Shinbone Fractures

The tibia or shinbone is a major bone of the leg, which connects the knee to the ankle. A shinbone fracture is a break in the continuity of the shinbone.


  • Fractures of the proximal tibia: A proximal tibial fracture is a break in the upper part of the shinbone. Proximal tibial fractures may or may not involve the knee joint. Fractures that enter the knee joint may cause joint imperfections, irregular joint surfaces and improper alignment in the legs. This can lead to joint instability, arthritis and loss of motion. These fractures are caused by stress or trauma, or in a bone already compromised by disease, such as cancer or infection. Proximal tibial fractures can result in injury to the surrounding soft tissues including skin, muscle, nerves, blood vessels and ligaments.
  • Tibial shaft fractures: A tibial shaft fracture is a break that occurs along the length of the tibia between the knee and ankle joints. These fractures can occur while playing sports such as soccer and skiing.

The symptoms of a tibial fracture include painful weight-bearing movements, tenseness around the knee, limitation of movement and deformity around the knee. In some individuals, impairment of blood supply secondary to the fracture may result in a pale or cool foot. Patients may also experience numbness or feeling of "pins and needles" in the foot as a result of associated nerve injury.

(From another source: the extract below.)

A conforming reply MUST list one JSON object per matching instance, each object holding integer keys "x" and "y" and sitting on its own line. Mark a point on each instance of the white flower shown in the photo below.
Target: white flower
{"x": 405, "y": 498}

The diagnosis of a tibial fracture is based on the medical history, including the history of any previous injuries, complete physical examination and imaging studies. The doctor will evaluate the soft tissue around the joint to identify any signs of nerve or blood vessel injury. Multiple X-rays and other imaging studies, such as CT and MRI scans, may be ordered to identify the location and severity of the fracture.

The management of the fracture is based on the severity of the fracture, medical condition of the patient and the patient’s lifestyle.

Non-surgical treatment comprises of immobilizing the fracture site with the help of casts or braces to prevent weight-bearing and help in the healing process. X-rays are taken at regular intervals to assess the healing process. Weight-bearing and movement are gradually initiated, depending on the nature of the injury and the condition of the patient.

Surgical treatment is considered to maintain alignment of the fractured bone. External or internal fixators may be used to align the fractured bone segments. If the fracture does not involve the knee joint, rods and plates can be used to stabilize the fracture. For a fracture involving the knee joint, a bone graft may be required to prevent the knee joint from collapsing. An external fixator is used when the surrounding soft tissue is severely damaged, as the use of plate and screw may be harmful.

As the tibial fracture usually involves the weight-bearing joint, it may cause long-term problems such as loss of knee motion or instability and long-term arthritis. Hence, a rehabilitation program is initiated along with the treatment, comprising of instructions on weight-bearing, knee movements and the use of external devices such as braces.